Вечером Федоров затащил Скрипкина на склад, где лежали вещи убитых. Барахло было не бог весть какое - Скрипкин ждал большего, - все же они потихоньку, чтоб не заметили немцы, выбрали себе каждый по костюму двубортному, а Скрипкину достались еще и детские распашонки, правда сильно испачканные кровью.
Придя в казарму, они выпили - после "операции" полагалась водка, - и Скрипкин вспомнил о доме, представил себе, как обрадуется жена, получив от него посылку, и на душе у него потеплело...
Так убийство стало его профессией. Три года подряд он расстреливал, вешал, заталкивал в душегубки - долговязый человек в крагах и сером пиджаке. И раз уж он убивал и раз уж у него была такая служба, то он хотел, чтобы это было не за "здорово живешь", не задаром, а чтобы хоть что-то нажить на этой работе.
В зондеркоманде, среди карателей, Скрипкин слыл одним из самых "богатых": чего он только не напихал в свой вещмешок, пройдя пол-Европы!

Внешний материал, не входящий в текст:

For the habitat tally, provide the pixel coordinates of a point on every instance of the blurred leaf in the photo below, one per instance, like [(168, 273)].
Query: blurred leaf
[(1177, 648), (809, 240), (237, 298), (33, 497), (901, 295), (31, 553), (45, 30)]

Став помощником командира взвода, он других карателей просто "доводил" своей требовательностью, во все совался, ни одна почти операция не проходила без его личного участия... Здесь, в этой страшной команде, которая колесила по дорогам войны, Скрипкин почувствовал оседлость, проникся солидностью своего положения, и хотя его власть распространялась всего лишь на нескольких изменников, все же это была власть, и он дорожил ею.

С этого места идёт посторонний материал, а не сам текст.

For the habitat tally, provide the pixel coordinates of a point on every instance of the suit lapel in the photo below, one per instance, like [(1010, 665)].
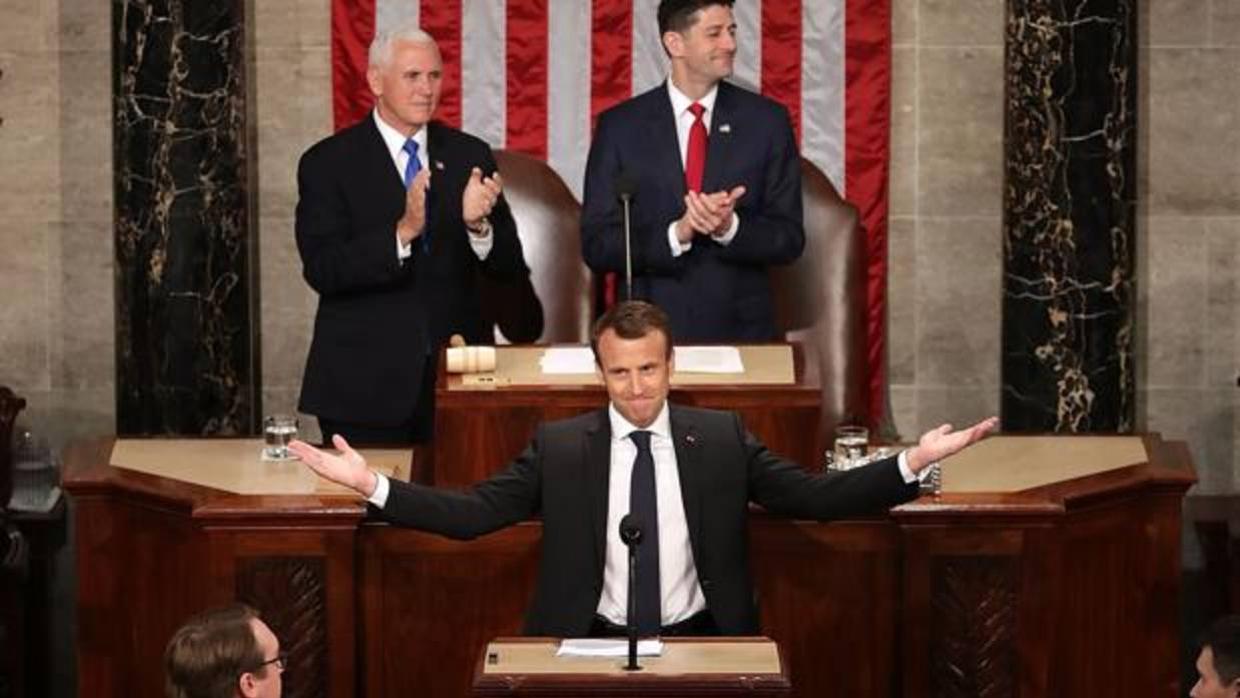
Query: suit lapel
[(664, 143), (443, 170), (686, 441), (719, 144), (598, 465), (380, 160)]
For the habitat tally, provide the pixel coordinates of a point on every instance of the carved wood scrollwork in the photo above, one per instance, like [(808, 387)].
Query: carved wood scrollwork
[(972, 640), (290, 594)]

На третьем году Скрипкин увидел, что война немцами проиграна, все летит к черту. Тогда он решил начать новую жизнь, подался к американцам, но в горячке первых послевоенных дней был американцами передан на советский фильтрационный пункт, где его разоблачили как "бывшего полицейского" и на десять лет отправили на Колыму...
Работал он там, говорят, неплохо, но ни лагерное начальство, ни товарищи по заключению не знали, конечно, что покладистый и болезненный Скрипкин - величайший злодей, на счету у которого много сотен, а может быть, и тысячи загубленных человеческих жизней.
Один только Скрипкин знал о себе все.
И вот в феврале 1963 года в Краснодаре, на допросе, я вижу Скрипкина.
У него длинные руки, косой нос, весь он какой-то складной, как нож, можно, кажется, сложить пополам его ноги, руки, длинное туловище...
...Его ввели сонного, заспанного; синий свитер, серый потертый пиджак, волосы зачесаны гладко назад.
Уселся за столик, скрестив длинные, в кирзовых сапогах ноги. Я смотрю на его скучающее лицо, на то, как больничными, чистыми пальцами он вертит спичечную коробку, выслушивает вопросы следователя и отвечает покладисто, односложно.